Rev. bras. psicanál v.41 n.4 São Paulo dez. 2007

 

DIÁLOGO

 

O psicanalista e a natureza (humana): comentário à entrevista de Paulo Nogueira-Neto

 

El psicoanalista y la naturaleza (humana): comentario a la entrevista de Paulo Nogueira-Neto

 

The psychoanalyst and (human) nature: comment to Paulo Nogueira-Neto’s interview

 

 

Maria Bernadete Amêndola Contart de Assis*

Sociedade Brasileira de Psicanálise de Ribeirão Preto SBPRP
Sociedade Brasileira de Psicanálise de São Paulo

Endereço para correspondência

 

 


RESUMO

A entrevista de Paulo Nogueira Neto suscitou na autora algumas associações: a natureza como fonte de figurações para continência da experiência humana; a arrogância do homem quando cria ilusões de poder e domínio sobre a natureza; a preservação/devastação no âmbito do funcionamento mental; a diversidade e simultaneidade de fatores atuantes na constituição de uma resultante, presentes nos estudos do meio ambiente e também nos estudos sobre a mente e as relações humanas.

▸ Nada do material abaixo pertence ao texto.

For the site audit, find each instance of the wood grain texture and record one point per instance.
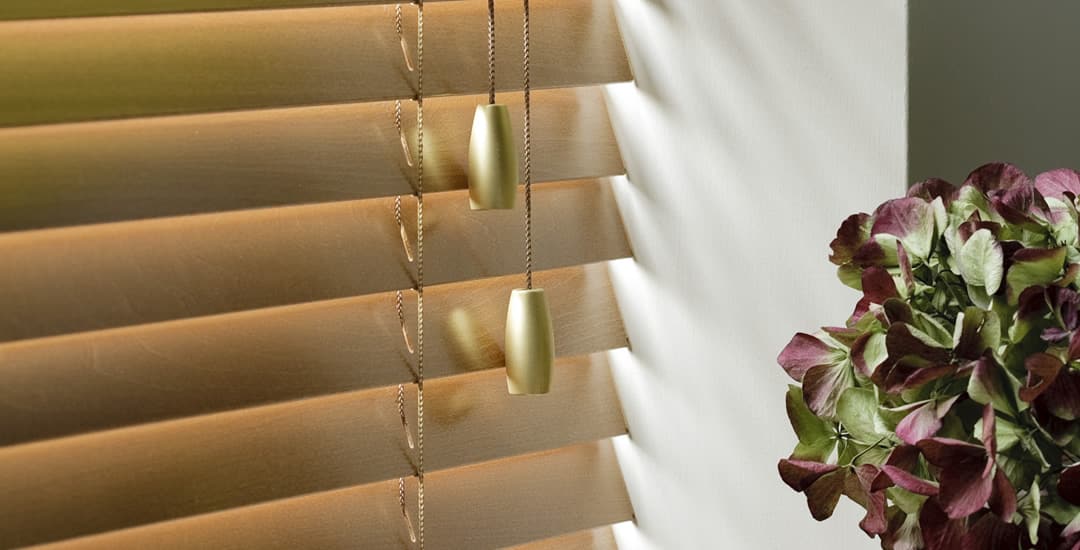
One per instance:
(69, 174)
(58, 281)
(599, 538)
(38, 9)
(57, 70)
(130, 478)
(154, 372)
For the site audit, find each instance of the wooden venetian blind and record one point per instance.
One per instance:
(200, 262)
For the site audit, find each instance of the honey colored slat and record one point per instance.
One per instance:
(57, 281)
(57, 70)
(146, 373)
(39, 9)
(118, 479)
(68, 174)
(497, 504)
(599, 538)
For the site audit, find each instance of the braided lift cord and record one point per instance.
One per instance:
(528, 151)
(490, 52)
(419, 268)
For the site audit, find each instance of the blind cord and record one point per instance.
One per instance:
(419, 267)
(528, 151)
(490, 52)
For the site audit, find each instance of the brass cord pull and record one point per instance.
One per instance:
(401, 38)
(401, 412)
(401, 500)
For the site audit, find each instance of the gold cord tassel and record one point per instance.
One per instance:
(493, 155)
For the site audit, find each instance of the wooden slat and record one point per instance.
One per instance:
(485, 506)
(39, 9)
(137, 475)
(68, 174)
(147, 373)
(599, 538)
(57, 281)
(56, 70)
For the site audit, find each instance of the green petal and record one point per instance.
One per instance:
(982, 262)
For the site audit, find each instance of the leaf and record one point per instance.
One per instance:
(1029, 509)
(860, 414)
(817, 437)
(909, 219)
(982, 262)
(1033, 267)
(806, 351)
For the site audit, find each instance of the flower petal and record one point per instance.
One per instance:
(910, 219)
(923, 421)
(1057, 183)
(1042, 371)
(996, 176)
(806, 351)
(800, 474)
(1068, 485)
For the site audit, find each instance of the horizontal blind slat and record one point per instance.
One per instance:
(484, 506)
(57, 70)
(119, 479)
(57, 281)
(38, 9)
(70, 174)
(162, 371)
(599, 538)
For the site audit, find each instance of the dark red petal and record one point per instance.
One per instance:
(907, 481)
(996, 176)
(878, 284)
(800, 474)
(964, 488)
(850, 237)
(943, 452)
(989, 533)
(804, 352)
(1068, 485)
(1003, 497)
(1042, 371)
(1057, 183)
(1062, 399)
(939, 531)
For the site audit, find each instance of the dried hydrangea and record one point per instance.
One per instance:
(947, 404)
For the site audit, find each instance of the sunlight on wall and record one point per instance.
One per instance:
(753, 130)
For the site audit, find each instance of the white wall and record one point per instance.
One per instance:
(994, 80)
(755, 128)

Palavras-chave: Continência; Representação; Preservação/devastação mental; Arrogância; simultaneidade/linearidade.


RESUMEN

La entrevista de Paulo Nogueira-Neto provocó en la autora algunas asociaciones: la naturaleza como fuente de figuraciones para contener la experiencia humana; la arrogancia del hombre cuando crea ilusiones de poder y dominio sobre la naturaleza; la preservación/devastación en el ámbito del funcionamiento mental; la diversidad y simultaneidad de factores actuantes en la constitución de una resultante, presentes en los estudios del medio ambiente y también en los estudios sobre la mente y las relaciones humanas.

Palabras claves: Continencia; Representación; Preservación/devastación mental; Arrogancia; simultaneidad/linealidad.


ABSTRACT

Paulo Nogueira-Neto’s interview has aroused in the author some connections: nature as a source of figurations to contain human experience; man’s arrogance in creating an illusion of power and control over nature; preservation/devastation within the framework of mental functioning, diversity and simultaneity of factors leading to a resultant, which are present in studies of the environment and also on the human mind and human relations.

Keywords: Containment; Representation; Mental preservation/devastation; Arrogance; Simultaneity/linearity.


 

 

Natureza como fonte de figurações

O tema sobre o meio ambiente e os cuidados com a natureza levou-me inicialmente ao mundo da literatura. A entrevista com Paulo Nogueira-Neto inspirou-me a pensar em Guimarães Rosa, o autor cujo olhar para o sertão e suas veredas, para o mato do Mutum com olhos de Miguilim, para o rio e sua terceira margem é um olhar para a natureza humana, é uma forma de dizê-la.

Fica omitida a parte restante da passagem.